The goal of my research is to make cluster-scale parallel systems efficient so that big data applications
(e.g., DNN training, analytics) can run 100–1000x faster.
High-performance replication / consensus / blockchain
Consistent Unordered Replication Protocol (CURP)
Traditional approaches to replication require client requests to be ordered before making them durable by copying them to replicas. As a result, clients must wait for two round-trip times (RTTs) before updates complete. On the other hand, Consistent Unordered Replication Protocol (CURP) allows clients to replicate requests that have not yet been ordered, as long as they are commutative. This strategy allows most operations to complete in 1 RTT (the same as an unreplicated system). I implemented CURP in the Redis and RAMCloud storage systems. In RAMCloud, CURP improved write latency by ~2x and write throughput by 4x.

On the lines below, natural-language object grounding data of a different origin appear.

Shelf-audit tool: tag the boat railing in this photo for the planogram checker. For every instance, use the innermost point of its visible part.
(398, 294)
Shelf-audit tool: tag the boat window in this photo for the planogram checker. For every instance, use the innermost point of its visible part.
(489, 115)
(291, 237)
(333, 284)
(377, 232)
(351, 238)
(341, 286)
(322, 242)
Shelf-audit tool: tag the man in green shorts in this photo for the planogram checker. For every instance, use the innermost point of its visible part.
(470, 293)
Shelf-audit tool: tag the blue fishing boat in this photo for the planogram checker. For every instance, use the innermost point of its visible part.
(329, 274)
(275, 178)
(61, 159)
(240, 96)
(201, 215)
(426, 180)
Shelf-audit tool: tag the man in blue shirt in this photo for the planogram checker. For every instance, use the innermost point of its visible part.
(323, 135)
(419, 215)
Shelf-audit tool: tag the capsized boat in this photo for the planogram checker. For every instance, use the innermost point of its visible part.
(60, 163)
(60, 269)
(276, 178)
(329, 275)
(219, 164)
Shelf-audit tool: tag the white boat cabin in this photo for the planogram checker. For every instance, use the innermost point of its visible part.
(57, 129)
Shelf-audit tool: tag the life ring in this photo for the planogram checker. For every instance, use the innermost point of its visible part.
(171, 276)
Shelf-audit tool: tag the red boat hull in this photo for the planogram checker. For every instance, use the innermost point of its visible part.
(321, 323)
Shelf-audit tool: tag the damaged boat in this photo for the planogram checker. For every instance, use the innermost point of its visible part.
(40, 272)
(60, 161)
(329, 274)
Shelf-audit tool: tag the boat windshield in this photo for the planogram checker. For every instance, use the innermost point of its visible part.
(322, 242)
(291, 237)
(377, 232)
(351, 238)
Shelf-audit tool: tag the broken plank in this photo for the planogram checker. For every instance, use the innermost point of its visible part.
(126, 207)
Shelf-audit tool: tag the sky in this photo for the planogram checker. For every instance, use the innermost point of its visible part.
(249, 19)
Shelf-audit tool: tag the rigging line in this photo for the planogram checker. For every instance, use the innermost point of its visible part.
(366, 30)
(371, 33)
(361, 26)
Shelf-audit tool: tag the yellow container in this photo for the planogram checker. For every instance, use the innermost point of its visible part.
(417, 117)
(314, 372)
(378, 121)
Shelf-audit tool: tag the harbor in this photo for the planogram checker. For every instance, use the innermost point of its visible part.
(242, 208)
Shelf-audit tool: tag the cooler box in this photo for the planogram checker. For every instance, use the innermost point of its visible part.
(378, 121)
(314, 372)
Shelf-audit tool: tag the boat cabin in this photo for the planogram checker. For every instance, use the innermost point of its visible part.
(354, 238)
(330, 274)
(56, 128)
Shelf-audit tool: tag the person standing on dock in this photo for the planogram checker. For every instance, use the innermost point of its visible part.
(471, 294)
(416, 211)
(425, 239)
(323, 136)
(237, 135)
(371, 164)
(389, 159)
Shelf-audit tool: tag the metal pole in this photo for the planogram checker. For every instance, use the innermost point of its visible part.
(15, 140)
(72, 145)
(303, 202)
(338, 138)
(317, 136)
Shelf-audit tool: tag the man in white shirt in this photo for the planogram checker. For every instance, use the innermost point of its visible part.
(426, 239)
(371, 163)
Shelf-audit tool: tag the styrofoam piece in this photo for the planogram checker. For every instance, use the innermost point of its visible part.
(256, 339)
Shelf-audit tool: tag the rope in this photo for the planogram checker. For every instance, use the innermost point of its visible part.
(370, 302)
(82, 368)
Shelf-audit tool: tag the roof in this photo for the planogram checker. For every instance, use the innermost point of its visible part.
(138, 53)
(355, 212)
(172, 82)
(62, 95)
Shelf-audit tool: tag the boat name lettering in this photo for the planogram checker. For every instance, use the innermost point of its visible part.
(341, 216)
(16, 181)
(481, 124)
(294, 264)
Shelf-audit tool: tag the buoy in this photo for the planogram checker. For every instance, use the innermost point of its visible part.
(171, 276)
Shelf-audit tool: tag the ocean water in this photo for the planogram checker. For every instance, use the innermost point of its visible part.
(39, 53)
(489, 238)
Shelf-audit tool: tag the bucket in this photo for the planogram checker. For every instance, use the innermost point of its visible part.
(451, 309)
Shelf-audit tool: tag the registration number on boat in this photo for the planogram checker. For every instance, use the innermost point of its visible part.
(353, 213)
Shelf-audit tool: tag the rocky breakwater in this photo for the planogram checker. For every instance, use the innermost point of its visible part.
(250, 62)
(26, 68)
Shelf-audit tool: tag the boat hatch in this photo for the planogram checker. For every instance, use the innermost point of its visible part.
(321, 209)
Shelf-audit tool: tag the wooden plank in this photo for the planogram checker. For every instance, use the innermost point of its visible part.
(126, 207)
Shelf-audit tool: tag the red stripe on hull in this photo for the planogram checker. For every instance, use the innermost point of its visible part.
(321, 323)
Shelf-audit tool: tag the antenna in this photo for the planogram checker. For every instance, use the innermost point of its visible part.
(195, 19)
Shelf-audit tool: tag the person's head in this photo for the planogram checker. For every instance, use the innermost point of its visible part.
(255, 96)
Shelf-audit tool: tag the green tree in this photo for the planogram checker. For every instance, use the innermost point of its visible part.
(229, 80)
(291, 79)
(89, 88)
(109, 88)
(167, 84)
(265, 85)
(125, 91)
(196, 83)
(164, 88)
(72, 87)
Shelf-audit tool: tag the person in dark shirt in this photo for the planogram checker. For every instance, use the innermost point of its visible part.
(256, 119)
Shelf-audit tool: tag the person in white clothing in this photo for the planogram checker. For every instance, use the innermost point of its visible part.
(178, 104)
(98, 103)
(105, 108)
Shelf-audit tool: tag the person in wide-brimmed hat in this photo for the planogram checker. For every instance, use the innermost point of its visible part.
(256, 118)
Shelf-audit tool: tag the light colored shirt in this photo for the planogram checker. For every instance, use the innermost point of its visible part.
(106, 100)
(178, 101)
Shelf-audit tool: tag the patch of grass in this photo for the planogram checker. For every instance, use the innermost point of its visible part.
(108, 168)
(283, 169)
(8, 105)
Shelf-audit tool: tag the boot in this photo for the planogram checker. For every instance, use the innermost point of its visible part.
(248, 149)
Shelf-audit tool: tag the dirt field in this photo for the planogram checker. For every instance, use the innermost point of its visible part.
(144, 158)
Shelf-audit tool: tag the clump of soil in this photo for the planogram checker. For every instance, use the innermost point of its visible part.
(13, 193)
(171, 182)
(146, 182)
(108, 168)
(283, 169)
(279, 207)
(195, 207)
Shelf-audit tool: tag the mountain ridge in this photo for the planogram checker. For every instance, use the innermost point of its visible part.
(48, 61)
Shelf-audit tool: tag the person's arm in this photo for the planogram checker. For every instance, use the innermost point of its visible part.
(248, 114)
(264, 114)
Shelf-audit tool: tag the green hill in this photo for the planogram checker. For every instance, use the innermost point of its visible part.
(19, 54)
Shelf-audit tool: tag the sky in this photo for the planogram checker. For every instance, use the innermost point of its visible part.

DispersedLedger is an asynchronous BFT protocol that provides near-optimal throughput in the presence of variable network bandwidth. The core idea of DispersedLedger is to enable nodes to propose and order blocks of transactions without having to download their full contents. By enabling nodes to agree on an ordered log of blocks, with a guarantee that each block is available within the network and unmalleable, DispersedLedger decouples consensus from the bandwidth-intensive task of downloading blocks, allowing each node to make progress at its own pace.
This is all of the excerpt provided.